Pure M
Capitolo 4: Borderline bipolar
La porta era lucida nella poca luce del corridoio giallo. Legno
scuro e liscio. Ci appoggiai un palmo per tutta la sua lunghezza,
distendendolo bene finché il freddo passò nella mia mano
e il caldo di essa sulla superficie asciutta. Come la sua pelle. Mi
decisi finalmente a bussare, dopo che quegli attimi mi avevano donato
una leggera calma.
Mi ritirai dalla porta e attesi che aprisse. Forse stava dormendo…oppure non era in camera.

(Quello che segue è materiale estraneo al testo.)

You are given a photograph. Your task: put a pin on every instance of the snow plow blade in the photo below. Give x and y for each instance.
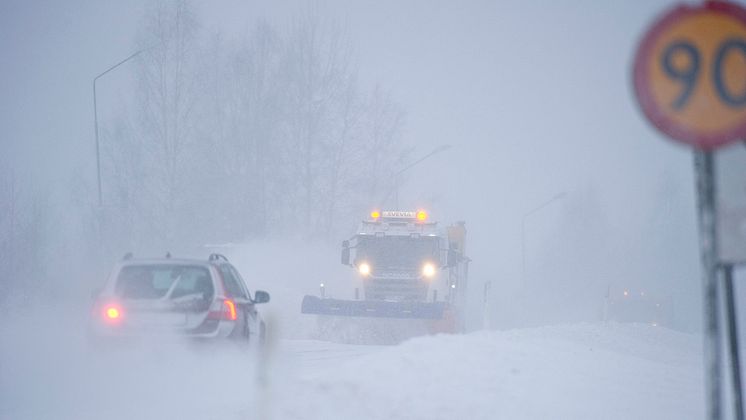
(372, 308)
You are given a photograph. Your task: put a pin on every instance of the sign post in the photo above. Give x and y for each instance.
(690, 81)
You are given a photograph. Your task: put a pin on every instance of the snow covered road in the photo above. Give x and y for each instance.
(584, 371)
(567, 372)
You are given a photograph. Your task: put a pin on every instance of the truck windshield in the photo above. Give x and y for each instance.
(397, 252)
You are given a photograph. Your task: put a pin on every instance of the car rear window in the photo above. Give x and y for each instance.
(232, 287)
(160, 281)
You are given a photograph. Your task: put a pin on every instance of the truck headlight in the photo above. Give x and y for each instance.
(364, 269)
(428, 270)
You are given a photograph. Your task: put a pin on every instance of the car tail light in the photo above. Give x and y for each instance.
(223, 309)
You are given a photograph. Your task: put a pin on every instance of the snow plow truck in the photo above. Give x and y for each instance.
(407, 268)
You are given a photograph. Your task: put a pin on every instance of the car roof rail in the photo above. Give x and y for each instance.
(217, 257)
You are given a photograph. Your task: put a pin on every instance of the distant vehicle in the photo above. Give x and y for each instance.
(401, 257)
(636, 306)
(176, 297)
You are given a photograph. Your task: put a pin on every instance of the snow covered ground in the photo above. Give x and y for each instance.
(583, 371)
(591, 371)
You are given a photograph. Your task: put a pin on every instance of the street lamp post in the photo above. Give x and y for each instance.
(435, 151)
(95, 122)
(556, 197)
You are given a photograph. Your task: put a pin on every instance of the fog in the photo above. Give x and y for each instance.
(267, 130)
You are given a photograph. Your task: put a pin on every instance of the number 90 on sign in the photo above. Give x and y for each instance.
(690, 74)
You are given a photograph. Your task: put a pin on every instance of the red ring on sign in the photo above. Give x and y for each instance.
(705, 141)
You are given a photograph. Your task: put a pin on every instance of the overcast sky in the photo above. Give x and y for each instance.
(534, 97)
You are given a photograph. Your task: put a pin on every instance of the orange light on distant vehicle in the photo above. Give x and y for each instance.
(231, 313)
(112, 313)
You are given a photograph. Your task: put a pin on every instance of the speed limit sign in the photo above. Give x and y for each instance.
(690, 74)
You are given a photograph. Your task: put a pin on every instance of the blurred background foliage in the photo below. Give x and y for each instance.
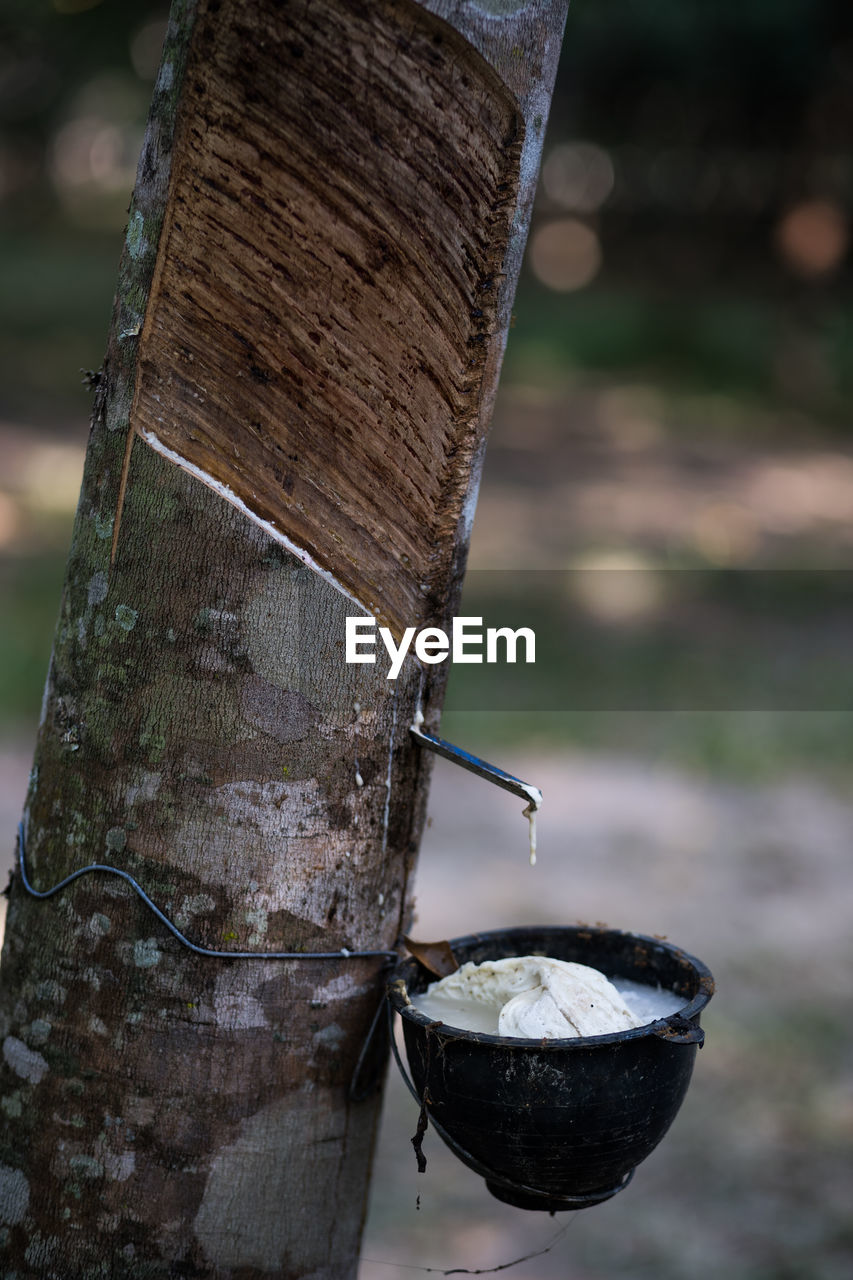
(676, 380)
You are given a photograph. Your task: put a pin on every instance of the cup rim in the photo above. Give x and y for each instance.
(398, 995)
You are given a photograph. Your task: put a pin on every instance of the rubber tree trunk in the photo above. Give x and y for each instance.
(320, 256)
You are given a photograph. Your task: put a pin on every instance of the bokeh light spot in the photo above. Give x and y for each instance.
(565, 255)
(813, 237)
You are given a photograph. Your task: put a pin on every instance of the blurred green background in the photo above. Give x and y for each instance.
(675, 400)
(676, 379)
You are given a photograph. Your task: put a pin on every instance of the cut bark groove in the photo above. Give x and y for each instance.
(319, 264)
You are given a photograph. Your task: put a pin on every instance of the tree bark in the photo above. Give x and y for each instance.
(313, 301)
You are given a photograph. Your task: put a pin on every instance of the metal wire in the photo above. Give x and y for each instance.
(343, 954)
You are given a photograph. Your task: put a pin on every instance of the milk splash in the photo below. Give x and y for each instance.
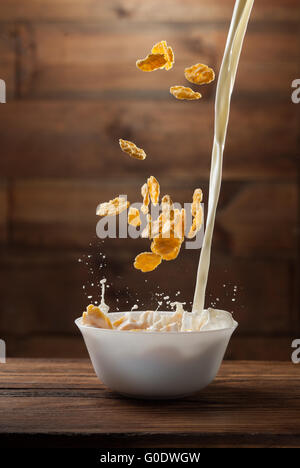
(225, 85)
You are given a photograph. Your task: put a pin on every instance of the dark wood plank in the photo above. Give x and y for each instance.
(54, 213)
(80, 139)
(169, 10)
(8, 59)
(96, 62)
(54, 346)
(249, 403)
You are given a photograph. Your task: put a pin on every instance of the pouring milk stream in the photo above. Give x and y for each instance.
(225, 85)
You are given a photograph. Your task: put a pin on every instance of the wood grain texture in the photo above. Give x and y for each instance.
(96, 61)
(43, 292)
(248, 404)
(169, 10)
(53, 213)
(80, 139)
(73, 90)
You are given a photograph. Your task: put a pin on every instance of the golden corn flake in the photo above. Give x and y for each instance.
(197, 199)
(181, 92)
(199, 74)
(157, 225)
(113, 207)
(147, 261)
(147, 232)
(154, 189)
(152, 62)
(167, 248)
(166, 205)
(131, 149)
(167, 51)
(146, 198)
(197, 223)
(134, 217)
(95, 317)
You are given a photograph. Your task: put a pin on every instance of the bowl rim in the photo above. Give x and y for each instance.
(153, 332)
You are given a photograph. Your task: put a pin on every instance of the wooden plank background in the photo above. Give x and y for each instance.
(73, 90)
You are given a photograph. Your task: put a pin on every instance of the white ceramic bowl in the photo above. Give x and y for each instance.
(155, 364)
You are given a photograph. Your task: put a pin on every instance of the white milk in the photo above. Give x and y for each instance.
(225, 85)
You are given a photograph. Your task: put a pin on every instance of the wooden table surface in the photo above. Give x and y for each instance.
(61, 403)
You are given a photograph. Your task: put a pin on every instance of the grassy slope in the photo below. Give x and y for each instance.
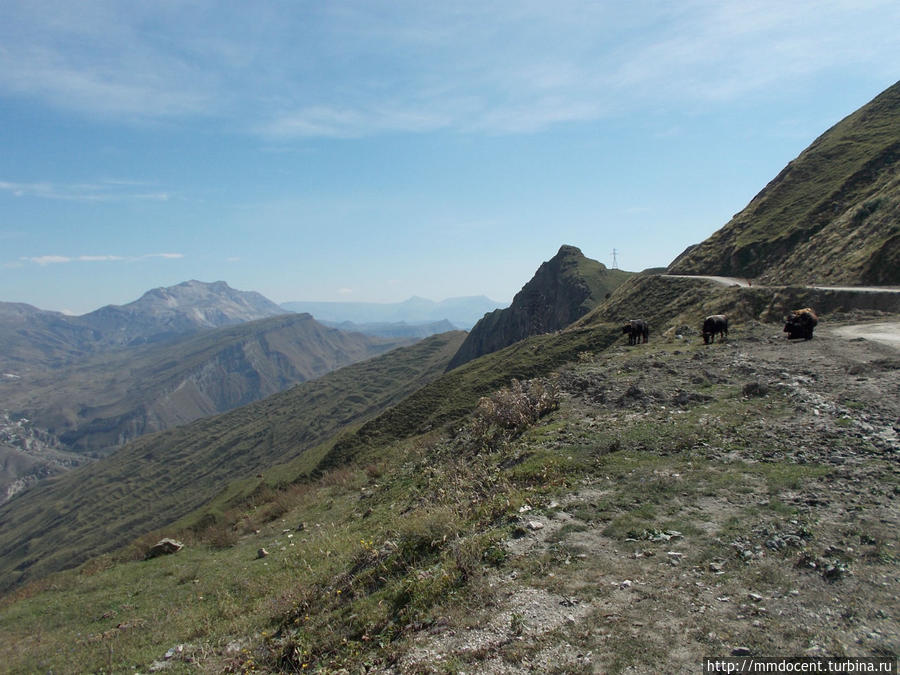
(162, 477)
(420, 546)
(827, 216)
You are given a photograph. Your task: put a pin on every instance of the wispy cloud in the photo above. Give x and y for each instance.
(58, 259)
(357, 68)
(104, 191)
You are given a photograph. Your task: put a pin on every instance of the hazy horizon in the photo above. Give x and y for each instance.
(372, 151)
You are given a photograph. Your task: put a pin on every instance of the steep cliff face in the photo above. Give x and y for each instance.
(830, 216)
(562, 290)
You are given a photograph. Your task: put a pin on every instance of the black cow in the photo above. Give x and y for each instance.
(717, 323)
(636, 329)
(799, 323)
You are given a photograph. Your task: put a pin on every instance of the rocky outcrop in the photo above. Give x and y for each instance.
(562, 290)
(163, 547)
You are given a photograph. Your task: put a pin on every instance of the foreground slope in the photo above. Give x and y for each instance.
(831, 216)
(162, 477)
(110, 398)
(683, 501)
(562, 290)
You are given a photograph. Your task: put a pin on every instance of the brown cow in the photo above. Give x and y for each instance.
(800, 323)
(717, 323)
(636, 329)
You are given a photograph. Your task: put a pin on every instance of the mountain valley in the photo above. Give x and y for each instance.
(534, 496)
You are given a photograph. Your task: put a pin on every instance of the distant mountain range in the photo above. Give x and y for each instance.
(397, 329)
(462, 312)
(831, 216)
(109, 398)
(34, 337)
(84, 385)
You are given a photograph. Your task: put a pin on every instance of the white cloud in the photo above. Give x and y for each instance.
(358, 68)
(103, 191)
(58, 259)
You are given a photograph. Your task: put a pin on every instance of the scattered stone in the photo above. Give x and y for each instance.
(177, 650)
(752, 389)
(164, 547)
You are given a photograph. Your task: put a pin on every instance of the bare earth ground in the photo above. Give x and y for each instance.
(777, 534)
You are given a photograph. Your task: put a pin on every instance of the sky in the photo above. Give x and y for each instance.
(366, 150)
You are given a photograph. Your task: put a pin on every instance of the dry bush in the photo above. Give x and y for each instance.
(517, 407)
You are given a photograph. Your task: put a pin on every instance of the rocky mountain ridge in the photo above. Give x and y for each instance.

Stavo per voltarmi e andarmene quando la serratura scattò. Il
suo volto fresco mi apparve, ancora truccato leggermente, e mi fece
sciogliere. Stavo sbagliando? Cosa avrei potuto dire?
Non parve sorpreso e mi lasciò entrare senza dir nulla. Si
sedette sul letto e attese che io parlassi. Capiva tutto, sempre,
dannatamente.
“Allora?” mi chiese dopo parecchio tempo, che io impiegai a
torcermi le mani come un ragazzino al suo primo appuntamento.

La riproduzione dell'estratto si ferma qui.